Connie Egan is a Northern Irish politician who is an Alliance Party Member of the Legislative Assembly (MLA). She was elected as an MLA in the 2022 Northern Ireland Assembly election for North Down.

== Political career ==
=== Early career (2019-2022) ===
Egan was elected as an Alliance Party Councillor for Bangor West DEA in Ards and North Down Borough Council in the 2019 local elections. She topped the poll with 20.16% of the vote and gained a seat at the expense of the DUP. She was the youngest woman elected ever to the council.

Previously, she was employed as Constituency and Research Officer to Chair of the Assembly Education Committee, Alliance MLA Chris Lyttle.

=== Member of the Legislative Assembly (2022-) ===
Connie Egan ran alongside Andrew Muir, who had been co-opted into the Assembly in December 2019 to replace Stephen Farry, as an Alliance candidate for the 2022 Assembly election in North Down.
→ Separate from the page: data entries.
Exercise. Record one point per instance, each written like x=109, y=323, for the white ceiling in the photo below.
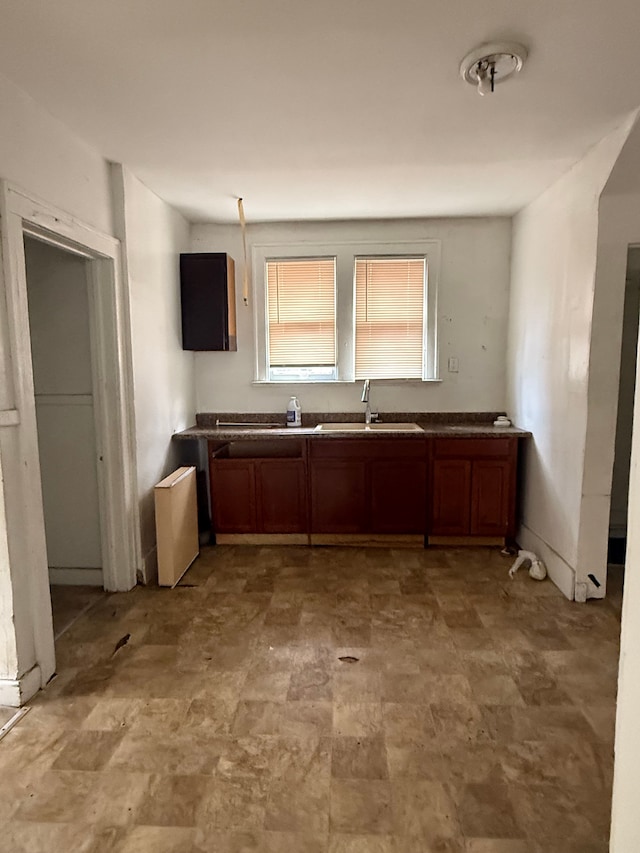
x=314, y=109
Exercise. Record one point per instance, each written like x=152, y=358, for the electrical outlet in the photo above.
x=580, y=594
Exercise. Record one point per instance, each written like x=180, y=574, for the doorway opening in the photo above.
x=624, y=424
x=64, y=375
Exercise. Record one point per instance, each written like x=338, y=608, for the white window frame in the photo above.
x=345, y=254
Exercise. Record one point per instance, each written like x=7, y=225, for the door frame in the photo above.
x=20, y=215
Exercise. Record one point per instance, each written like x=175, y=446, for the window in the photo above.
x=337, y=312
x=301, y=300
x=389, y=317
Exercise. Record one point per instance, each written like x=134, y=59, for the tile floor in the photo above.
x=69, y=602
x=477, y=717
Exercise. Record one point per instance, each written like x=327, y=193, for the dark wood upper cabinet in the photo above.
x=208, y=298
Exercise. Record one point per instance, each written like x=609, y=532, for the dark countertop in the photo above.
x=429, y=429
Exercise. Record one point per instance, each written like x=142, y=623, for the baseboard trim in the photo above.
x=369, y=540
x=75, y=577
x=559, y=571
x=466, y=540
x=262, y=539
x=15, y=692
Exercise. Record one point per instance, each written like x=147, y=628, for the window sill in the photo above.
x=374, y=382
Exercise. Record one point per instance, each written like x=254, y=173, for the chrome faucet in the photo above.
x=365, y=399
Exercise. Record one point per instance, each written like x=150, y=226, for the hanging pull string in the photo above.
x=243, y=228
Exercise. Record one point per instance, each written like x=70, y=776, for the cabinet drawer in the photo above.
x=372, y=448
x=472, y=448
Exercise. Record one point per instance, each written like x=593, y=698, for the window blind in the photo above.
x=301, y=298
x=389, y=317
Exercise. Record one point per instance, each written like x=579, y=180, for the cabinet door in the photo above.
x=451, y=500
x=490, y=497
x=233, y=496
x=398, y=496
x=207, y=292
x=282, y=495
x=338, y=496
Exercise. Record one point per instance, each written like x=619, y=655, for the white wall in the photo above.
x=40, y=155
x=620, y=228
x=58, y=294
x=153, y=235
x=626, y=395
x=553, y=277
x=473, y=306
x=625, y=819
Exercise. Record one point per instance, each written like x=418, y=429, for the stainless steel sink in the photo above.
x=349, y=427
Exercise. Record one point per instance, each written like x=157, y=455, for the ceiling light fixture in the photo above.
x=490, y=64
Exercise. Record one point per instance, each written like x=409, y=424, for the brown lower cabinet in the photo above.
x=474, y=487
x=440, y=486
x=257, y=495
x=370, y=486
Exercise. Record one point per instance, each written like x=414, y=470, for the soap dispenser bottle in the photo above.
x=294, y=413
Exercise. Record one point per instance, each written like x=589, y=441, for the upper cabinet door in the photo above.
x=208, y=295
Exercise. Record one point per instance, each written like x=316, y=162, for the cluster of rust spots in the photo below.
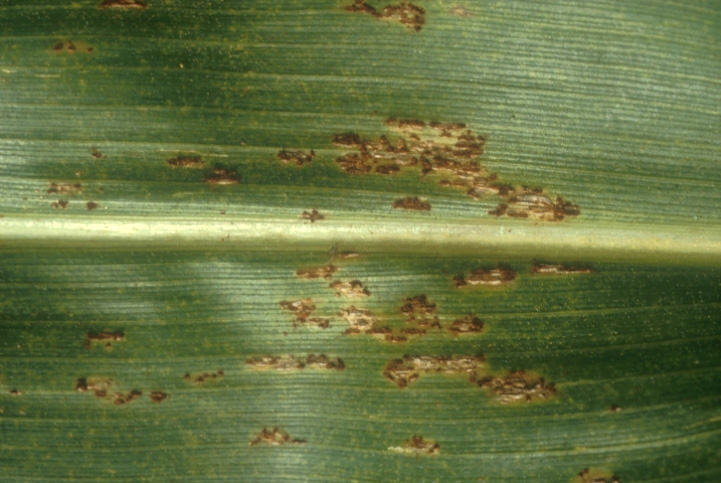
x=469, y=324
x=199, y=378
x=298, y=158
x=517, y=386
x=555, y=269
x=65, y=188
x=302, y=309
x=406, y=13
x=102, y=389
x=295, y=363
x=411, y=203
x=191, y=162
x=222, y=177
x=418, y=445
x=275, y=437
x=485, y=276
x=403, y=372
x=312, y=216
x=420, y=311
x=158, y=396
x=532, y=203
x=60, y=204
x=325, y=271
x=450, y=152
x=96, y=154
x=105, y=337
x=124, y=4
x=69, y=47
x=353, y=289
x=592, y=475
She polled 5,224 FPVs as Alliance increased their vote in the constituency by 10.3%. She was elected on the 9th stage, taking a seat from the Green Party's Rachel Woods. This, combined with the loss of Clare Bailey in Belfast South, left the Greens with no representation in the Assembly.

== Personal life ==
She is a member of Amnesty International and is a Governor of Trinity Nursery School Bangor.